On June 11, SCOTUS denied cert in Jose Padilla’s suit against Donald Rumsfeld, former DIA Director Lowell Jacoby, and others at DOD for his denial of habeas corpus and abusive detention. On June 28, DOD responded to a FOIA Jeff Kaye submitted on September 8, 2010.
There’s a lot in the IG Report Jeff received in response–on whether detainees at Gitmo or other non-SOCOM facilities were administered drugs as part of interrogation (the report concludes they were not)–of import that Jeff and Jason Leopold report on here.
In this post, though, I want to look at why DOD may have held off on responding to Jeff’s FOIA until after SCOTUS rejected Padilla’s suit.
As Jeff and Jason report, one of the more inflammatory things revealed in the unredacted parts of the report is that when “they” gave Padilla a flu shot on December 5, 2002 (the report doesn’t say who administered the shot), he asked (following up on earlier comments made by an interrogator) whether they had given him truth serum.
What happened next is redacted–one of just about 5 redacted paragraphs in the entire report. DOD cited exemptions 1 (properly classified), 3 (protected by statute, including any function of the DIA), 6 (personal privacy) and 7c (law enforcement personal privacy) in withholding this information.
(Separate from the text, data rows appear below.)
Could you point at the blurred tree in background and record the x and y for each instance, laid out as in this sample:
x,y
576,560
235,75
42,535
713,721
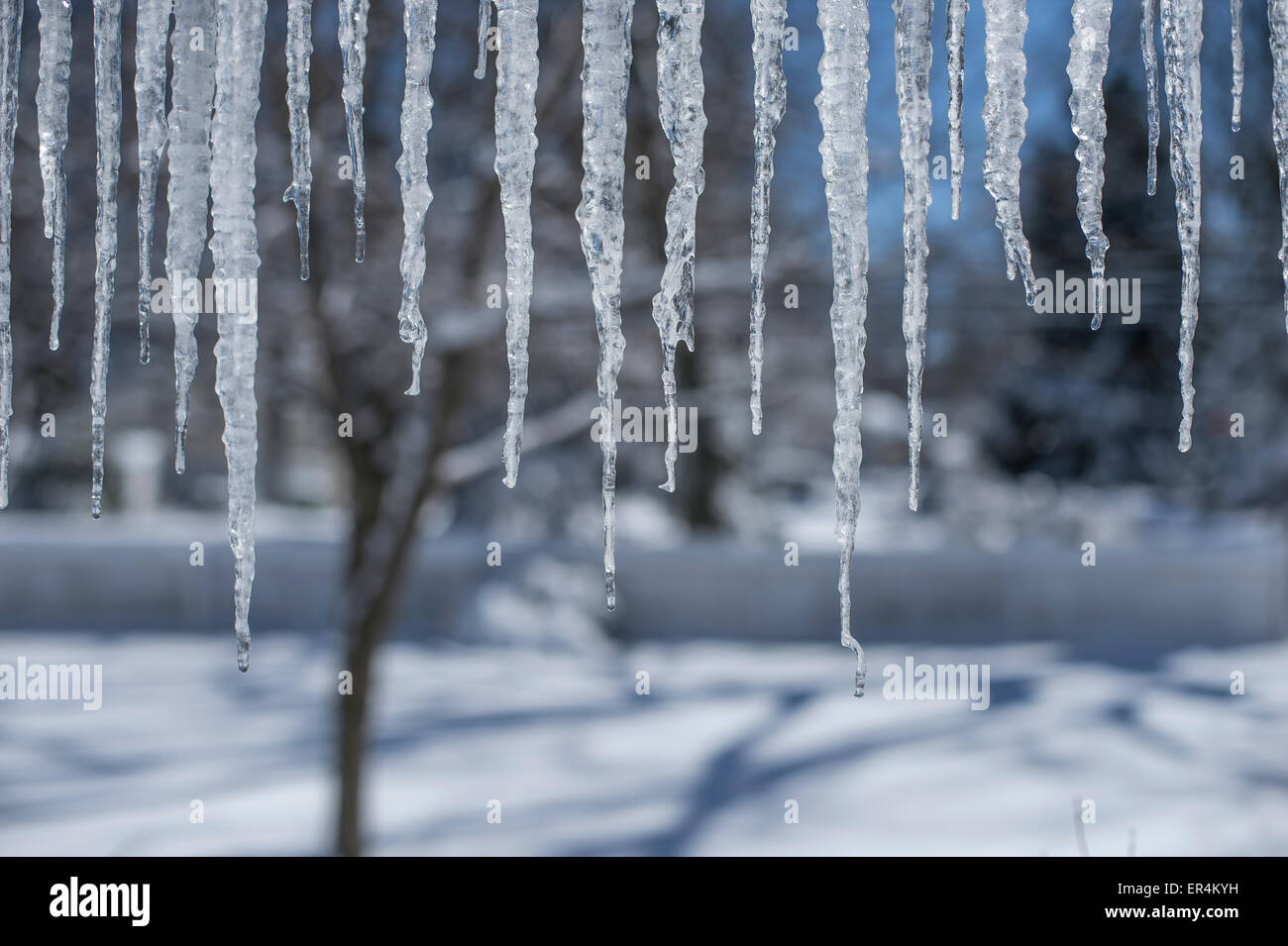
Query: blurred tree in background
x,y
1029,395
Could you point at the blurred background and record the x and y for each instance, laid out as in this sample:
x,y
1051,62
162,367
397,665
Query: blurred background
x,y
509,683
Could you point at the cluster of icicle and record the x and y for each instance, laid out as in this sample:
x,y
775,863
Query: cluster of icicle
x,y
209,138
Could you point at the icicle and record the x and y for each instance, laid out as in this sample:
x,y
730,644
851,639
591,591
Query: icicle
x,y
605,37
240,52
768,20
153,27
1183,44
107,123
842,111
679,91
956,77
55,56
299,50
515,158
11,54
1276,12
1005,115
912,54
1236,63
484,21
1146,48
353,50
1089,59
419,21
192,93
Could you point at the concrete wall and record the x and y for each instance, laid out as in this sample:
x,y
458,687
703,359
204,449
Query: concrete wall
x,y
134,575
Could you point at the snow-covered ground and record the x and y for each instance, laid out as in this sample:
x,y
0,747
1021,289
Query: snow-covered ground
x,y
703,765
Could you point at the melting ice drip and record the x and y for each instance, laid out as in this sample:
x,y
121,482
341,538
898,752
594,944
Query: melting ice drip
x,y
842,106
605,38
679,93
768,25
210,141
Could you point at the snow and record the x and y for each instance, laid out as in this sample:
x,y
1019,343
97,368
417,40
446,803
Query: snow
x,y
515,159
768,20
417,116
1089,60
912,55
107,124
703,765
235,249
55,55
605,78
679,91
842,104
1183,44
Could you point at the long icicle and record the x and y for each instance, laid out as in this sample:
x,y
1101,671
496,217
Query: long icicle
x,y
1235,64
153,27
107,124
912,54
11,54
353,50
768,22
55,58
679,91
515,159
1147,9
605,38
240,53
1183,44
956,42
417,116
1005,115
299,50
1089,59
188,155
484,22
1276,12
842,111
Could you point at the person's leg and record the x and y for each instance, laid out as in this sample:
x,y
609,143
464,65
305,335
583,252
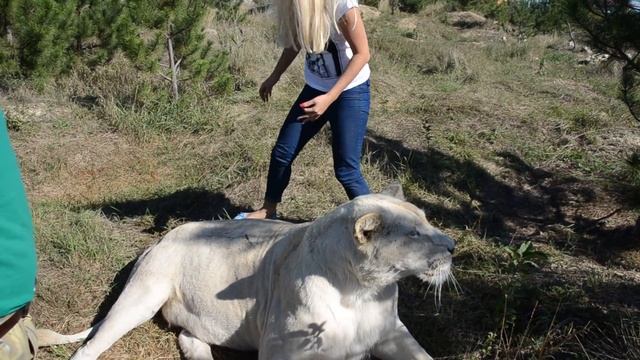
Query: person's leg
x,y
293,136
19,342
348,117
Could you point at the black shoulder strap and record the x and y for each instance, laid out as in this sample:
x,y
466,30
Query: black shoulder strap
x,y
331,47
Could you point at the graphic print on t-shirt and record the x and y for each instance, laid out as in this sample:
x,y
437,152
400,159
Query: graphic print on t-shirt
x,y
321,65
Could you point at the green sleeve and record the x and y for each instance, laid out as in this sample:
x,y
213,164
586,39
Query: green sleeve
x,y
17,247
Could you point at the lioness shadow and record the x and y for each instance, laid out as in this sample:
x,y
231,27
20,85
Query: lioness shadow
x,y
526,203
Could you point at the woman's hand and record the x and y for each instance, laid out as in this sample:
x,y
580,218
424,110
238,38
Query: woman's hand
x,y
315,107
266,87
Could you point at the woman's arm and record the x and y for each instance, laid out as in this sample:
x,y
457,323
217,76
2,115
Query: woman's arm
x,y
286,58
352,28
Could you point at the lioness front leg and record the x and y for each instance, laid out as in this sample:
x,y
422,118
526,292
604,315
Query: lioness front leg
x,y
400,344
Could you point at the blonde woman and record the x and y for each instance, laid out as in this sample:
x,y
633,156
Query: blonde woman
x,y
332,36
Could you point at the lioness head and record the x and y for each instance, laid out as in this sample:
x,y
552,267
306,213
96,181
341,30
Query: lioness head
x,y
394,239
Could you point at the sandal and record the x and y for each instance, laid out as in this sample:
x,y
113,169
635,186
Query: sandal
x,y
243,216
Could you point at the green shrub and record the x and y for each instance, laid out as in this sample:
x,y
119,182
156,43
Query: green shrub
x,y
413,6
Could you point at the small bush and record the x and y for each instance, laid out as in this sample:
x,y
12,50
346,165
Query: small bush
x,y
413,6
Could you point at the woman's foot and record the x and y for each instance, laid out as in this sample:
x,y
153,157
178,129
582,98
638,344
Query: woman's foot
x,y
266,212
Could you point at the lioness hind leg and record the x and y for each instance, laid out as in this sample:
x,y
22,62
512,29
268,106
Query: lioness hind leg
x,y
194,348
139,301
400,344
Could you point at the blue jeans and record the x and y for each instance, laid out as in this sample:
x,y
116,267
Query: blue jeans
x,y
348,117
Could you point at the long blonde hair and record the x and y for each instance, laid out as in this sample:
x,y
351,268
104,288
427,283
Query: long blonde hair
x,y
305,24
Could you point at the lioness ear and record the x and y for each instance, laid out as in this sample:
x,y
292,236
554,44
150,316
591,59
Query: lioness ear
x,y
394,189
366,226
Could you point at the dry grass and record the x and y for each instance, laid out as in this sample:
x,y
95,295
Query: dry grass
x,y
499,140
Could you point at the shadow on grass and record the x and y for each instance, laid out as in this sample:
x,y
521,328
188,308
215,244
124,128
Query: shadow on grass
x,y
527,204
191,204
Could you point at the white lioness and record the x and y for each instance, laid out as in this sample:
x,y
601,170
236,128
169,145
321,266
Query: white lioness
x,y
320,290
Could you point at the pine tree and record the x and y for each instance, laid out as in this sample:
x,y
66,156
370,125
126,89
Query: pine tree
x,y
186,46
614,28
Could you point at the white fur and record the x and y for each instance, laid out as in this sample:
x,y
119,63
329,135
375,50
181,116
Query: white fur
x,y
292,291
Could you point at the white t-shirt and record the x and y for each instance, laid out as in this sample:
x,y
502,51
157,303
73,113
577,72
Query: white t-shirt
x,y
320,70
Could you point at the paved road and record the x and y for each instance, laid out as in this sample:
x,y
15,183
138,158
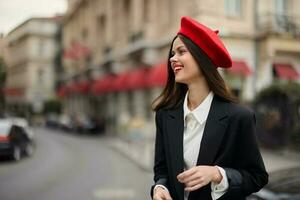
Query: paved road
x,y
71,167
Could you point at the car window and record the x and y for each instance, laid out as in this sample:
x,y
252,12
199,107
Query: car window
x,y
4,129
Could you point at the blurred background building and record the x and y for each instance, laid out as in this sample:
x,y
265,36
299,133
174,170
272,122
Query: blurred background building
x,y
106,59
31,51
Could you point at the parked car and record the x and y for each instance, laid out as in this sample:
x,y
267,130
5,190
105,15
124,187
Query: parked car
x,y
16,139
283,185
86,124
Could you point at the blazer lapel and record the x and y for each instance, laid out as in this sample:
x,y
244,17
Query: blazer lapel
x,y
175,134
213,132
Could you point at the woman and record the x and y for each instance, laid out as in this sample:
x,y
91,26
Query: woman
x,y
205,142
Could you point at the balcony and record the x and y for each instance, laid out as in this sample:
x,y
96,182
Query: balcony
x,y
272,23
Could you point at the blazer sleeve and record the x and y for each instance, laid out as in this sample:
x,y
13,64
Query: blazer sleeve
x,y
249,175
160,165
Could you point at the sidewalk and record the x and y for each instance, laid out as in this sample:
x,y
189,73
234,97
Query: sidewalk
x,y
280,159
142,154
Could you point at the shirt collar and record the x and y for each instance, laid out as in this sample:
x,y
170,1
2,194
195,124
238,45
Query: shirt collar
x,y
201,111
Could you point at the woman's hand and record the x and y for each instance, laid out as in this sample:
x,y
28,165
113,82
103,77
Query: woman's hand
x,y
161,194
199,176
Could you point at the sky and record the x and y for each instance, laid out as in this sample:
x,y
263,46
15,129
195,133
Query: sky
x,y
15,12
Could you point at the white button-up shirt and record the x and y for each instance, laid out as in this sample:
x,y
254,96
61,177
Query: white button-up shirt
x,y
194,123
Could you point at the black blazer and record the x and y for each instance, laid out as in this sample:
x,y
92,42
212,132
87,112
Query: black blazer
x,y
228,141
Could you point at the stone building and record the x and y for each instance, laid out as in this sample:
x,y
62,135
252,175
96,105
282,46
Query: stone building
x,y
32,48
116,50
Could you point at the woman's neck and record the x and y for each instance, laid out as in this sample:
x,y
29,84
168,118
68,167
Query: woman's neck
x,y
196,94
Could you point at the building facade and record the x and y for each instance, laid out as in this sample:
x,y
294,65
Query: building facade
x,y
113,47
32,48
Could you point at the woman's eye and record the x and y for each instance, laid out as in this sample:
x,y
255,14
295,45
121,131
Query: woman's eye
x,y
182,51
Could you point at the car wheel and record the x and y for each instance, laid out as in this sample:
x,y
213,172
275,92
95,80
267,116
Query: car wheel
x,y
16,153
29,149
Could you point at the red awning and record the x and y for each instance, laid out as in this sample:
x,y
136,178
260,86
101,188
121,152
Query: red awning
x,y
120,81
285,71
103,85
240,68
137,79
80,87
158,75
62,91
13,91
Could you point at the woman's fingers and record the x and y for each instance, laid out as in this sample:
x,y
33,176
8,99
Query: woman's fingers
x,y
196,177
167,196
161,194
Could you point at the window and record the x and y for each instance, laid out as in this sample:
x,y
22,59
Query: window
x,y
40,76
41,48
233,8
280,7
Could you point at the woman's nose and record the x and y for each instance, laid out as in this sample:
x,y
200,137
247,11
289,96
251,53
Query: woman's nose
x,y
173,58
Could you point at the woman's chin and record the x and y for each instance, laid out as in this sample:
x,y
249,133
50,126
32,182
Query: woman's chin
x,y
180,80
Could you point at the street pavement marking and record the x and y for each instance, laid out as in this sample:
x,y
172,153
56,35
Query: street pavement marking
x,y
114,193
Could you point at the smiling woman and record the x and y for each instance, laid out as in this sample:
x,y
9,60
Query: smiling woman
x,y
201,131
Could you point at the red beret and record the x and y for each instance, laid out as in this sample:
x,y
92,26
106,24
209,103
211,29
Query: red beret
x,y
207,40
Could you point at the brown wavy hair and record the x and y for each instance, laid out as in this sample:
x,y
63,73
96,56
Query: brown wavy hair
x,y
173,93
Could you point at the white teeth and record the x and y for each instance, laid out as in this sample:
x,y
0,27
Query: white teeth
x,y
177,68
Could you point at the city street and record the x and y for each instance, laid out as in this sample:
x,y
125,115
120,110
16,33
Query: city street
x,y
68,166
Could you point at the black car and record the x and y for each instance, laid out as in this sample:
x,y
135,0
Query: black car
x,y
283,185
16,140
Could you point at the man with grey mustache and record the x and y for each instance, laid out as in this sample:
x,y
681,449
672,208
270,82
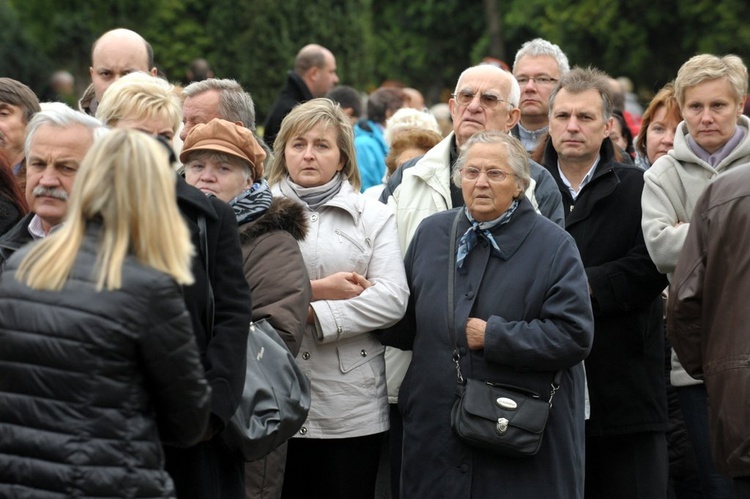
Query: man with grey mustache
x,y
57,139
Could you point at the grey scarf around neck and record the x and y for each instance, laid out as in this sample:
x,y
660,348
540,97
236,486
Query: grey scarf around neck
x,y
313,197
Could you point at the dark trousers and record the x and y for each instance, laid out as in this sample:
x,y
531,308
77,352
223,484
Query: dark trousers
x,y
335,468
741,487
694,404
627,466
208,470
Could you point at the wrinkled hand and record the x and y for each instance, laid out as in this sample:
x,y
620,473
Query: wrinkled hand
x,y
475,333
339,286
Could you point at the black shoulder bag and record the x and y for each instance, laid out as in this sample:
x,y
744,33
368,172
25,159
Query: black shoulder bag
x,y
276,397
504,419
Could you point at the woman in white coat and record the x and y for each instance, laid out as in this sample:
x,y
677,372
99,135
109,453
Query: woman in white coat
x,y
356,271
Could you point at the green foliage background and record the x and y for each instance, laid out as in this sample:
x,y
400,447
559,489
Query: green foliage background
x,y
423,44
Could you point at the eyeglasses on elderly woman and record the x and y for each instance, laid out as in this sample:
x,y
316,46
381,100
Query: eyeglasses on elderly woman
x,y
493,175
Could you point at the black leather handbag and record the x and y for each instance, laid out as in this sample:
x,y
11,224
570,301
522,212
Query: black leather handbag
x,y
504,419
276,396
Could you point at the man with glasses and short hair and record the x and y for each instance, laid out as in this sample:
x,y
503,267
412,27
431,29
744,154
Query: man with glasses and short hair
x,y
486,98
538,67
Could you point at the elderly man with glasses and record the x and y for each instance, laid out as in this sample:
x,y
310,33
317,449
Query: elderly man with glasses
x,y
538,67
486,98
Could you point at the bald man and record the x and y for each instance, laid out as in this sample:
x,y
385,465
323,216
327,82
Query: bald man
x,y
313,76
115,54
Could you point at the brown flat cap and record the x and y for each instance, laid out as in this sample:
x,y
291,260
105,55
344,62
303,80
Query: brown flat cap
x,y
225,136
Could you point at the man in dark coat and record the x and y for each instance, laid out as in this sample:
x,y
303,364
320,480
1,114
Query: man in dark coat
x,y
18,104
58,139
313,76
626,451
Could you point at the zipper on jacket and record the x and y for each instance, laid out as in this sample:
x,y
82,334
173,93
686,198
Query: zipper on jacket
x,y
349,238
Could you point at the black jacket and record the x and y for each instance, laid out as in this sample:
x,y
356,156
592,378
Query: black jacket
x,y
625,369
295,92
91,380
204,471
17,236
9,215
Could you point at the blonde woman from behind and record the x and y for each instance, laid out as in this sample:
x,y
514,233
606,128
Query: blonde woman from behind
x,y
99,362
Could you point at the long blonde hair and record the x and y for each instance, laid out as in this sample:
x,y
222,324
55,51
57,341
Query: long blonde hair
x,y
126,184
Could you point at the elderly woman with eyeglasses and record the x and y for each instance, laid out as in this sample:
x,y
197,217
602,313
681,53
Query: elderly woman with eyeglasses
x,y
522,313
713,137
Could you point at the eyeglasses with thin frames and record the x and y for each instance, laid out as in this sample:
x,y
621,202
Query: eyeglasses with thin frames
x,y
487,101
493,175
539,80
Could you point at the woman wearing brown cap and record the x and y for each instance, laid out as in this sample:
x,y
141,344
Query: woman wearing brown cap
x,y
225,160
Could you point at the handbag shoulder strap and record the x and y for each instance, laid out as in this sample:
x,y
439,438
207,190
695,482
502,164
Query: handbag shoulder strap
x,y
203,236
452,270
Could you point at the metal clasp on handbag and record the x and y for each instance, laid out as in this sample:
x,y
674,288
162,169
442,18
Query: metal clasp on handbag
x,y
457,360
502,426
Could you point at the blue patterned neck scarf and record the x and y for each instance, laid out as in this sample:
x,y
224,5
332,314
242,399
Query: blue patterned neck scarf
x,y
251,203
469,240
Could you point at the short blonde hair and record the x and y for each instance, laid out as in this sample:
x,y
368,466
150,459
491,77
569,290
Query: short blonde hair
x,y
406,118
125,182
664,98
705,67
302,119
140,96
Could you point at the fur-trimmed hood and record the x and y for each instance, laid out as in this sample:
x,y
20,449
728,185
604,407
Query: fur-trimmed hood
x,y
283,214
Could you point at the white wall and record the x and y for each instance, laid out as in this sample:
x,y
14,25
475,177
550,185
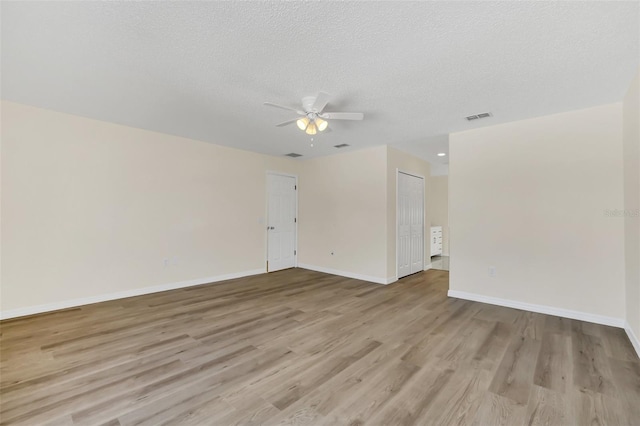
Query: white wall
x,y
530,198
91,208
343,210
631,131
401,161
440,208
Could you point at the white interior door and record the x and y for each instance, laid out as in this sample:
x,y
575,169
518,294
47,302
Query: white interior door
x,y
410,217
404,226
417,228
281,222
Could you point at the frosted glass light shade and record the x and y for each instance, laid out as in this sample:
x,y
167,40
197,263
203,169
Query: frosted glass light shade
x,y
311,129
302,123
321,124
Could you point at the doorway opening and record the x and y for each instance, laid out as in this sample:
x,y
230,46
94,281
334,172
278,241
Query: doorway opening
x,y
282,221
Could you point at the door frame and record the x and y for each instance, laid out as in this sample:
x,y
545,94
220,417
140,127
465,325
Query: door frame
x,y
424,212
266,215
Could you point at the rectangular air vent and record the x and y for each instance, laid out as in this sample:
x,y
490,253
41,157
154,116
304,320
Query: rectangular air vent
x,y
477,116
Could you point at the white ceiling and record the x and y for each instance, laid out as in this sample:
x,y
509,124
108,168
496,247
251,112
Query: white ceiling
x,y
203,69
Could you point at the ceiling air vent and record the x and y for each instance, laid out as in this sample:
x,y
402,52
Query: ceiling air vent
x,y
478,116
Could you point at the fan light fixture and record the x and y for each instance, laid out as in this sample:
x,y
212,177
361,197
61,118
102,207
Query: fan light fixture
x,y
312,118
312,126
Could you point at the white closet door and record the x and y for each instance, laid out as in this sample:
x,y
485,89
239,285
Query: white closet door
x,y
281,246
410,214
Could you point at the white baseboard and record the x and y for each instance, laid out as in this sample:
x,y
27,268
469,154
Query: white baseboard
x,y
542,309
376,280
632,336
31,310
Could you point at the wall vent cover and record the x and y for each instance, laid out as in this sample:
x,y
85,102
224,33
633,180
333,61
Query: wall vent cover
x,y
478,116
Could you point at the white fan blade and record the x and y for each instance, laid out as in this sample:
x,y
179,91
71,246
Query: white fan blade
x,y
321,101
284,107
342,115
284,123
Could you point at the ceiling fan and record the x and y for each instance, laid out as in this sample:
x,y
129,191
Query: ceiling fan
x,y
312,118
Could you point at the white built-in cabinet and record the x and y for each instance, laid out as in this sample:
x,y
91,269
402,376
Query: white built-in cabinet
x,y
436,240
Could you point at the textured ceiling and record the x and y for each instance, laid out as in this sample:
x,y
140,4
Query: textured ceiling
x,y
203,69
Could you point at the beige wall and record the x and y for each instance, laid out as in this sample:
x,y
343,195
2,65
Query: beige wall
x,y
440,208
91,208
343,210
631,131
401,161
529,198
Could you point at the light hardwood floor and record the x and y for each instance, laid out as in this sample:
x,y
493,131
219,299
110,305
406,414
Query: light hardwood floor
x,y
302,347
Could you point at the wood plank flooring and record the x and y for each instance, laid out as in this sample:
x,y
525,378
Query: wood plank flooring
x,y
302,347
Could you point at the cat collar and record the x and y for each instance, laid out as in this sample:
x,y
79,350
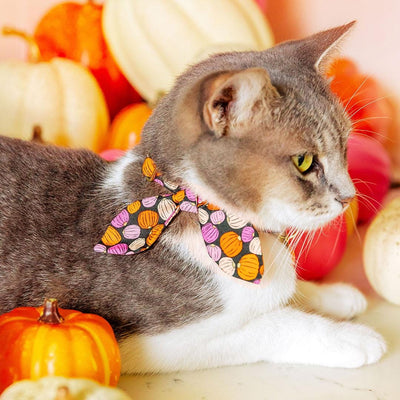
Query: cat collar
x,y
231,242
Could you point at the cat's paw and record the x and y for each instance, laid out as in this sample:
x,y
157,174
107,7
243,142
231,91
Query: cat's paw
x,y
354,345
339,300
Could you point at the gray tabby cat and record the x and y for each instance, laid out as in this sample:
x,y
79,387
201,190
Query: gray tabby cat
x,y
236,129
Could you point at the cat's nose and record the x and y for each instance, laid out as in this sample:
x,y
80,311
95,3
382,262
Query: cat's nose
x,y
344,201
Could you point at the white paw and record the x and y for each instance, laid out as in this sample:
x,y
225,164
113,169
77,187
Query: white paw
x,y
340,300
353,345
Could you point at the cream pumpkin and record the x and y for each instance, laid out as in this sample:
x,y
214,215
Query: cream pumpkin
x,y
153,41
60,388
381,252
60,96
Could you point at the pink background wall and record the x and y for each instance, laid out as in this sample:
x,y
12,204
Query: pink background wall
x,y
374,43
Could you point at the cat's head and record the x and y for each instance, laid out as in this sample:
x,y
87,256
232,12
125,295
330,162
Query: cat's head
x,y
259,134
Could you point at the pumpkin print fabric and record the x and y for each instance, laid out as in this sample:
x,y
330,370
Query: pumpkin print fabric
x,y
231,242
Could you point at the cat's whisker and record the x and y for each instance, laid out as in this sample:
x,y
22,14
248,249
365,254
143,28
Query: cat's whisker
x,y
369,202
366,105
356,92
365,132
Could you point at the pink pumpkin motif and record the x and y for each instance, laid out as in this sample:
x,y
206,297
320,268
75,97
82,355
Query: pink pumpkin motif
x,y
214,252
121,219
188,206
119,249
100,248
247,234
210,232
217,217
149,201
131,232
The following paragraph reads,
(U/FOUO) We concluded from the interrogation recordings and interviews with the interrogator and brig personnel present on December 5, 2002, that [redacted–Padilla] was not administered a mind-altering drug during his confinement at the U.S. Naval Consolidated Brig, Charleston, South Carolina. We further concluded that the [3-letter redaction] failed to follow legal review procedures established by U.S. Joint Forces Command to ensure that [redacted–Jose Padilla’s] welfare was protected in accordance with guidance issued by the President. [my emphasis]
Then, the subsequent two paragraphs–which provide “Client Comment” and DOD IG’s response–are redacted.
We can be almost certain that DIA (headed at the time of Padilla’s detention by Jacoby) was the redacted rebuked entity because their response to this report is the only other section of the report that is substantially redacted and no other respondants to the report had any complaints about it, meaning the redacted response in the Padilla section must be a discussion of DIA’s response. The unredacted section of their response, however, makes it clear their own IG investigated the problem (albeit at the same time as DOD IG was doing so).
The DIA Inspector General (IG) investigated the information gap cited in Appendix II. The DIA IG report was provided on 12 August 2009. [my emphasis]
Still, we don’t know what DIA did that drew a rebuke from DOD’s Inspector General. It may be no more than misleading Padilla into believing he had gotten a truth serum, without prior approval for doing so by lawyers. (The paragraphs in question are only classified Secret, so they can’t be that significant.)
Or, it may be that the conclusion served to protect the President and Rummy.
Nevertheless, it is fairly clear that DOD’s IG found that DIA didn’t do what they needed to do to protect Padilla’s welfare. And it sure looks like DOD sat on that information until SCOTUS ensured that Padilla would never have legal recourse for the abuse done to him.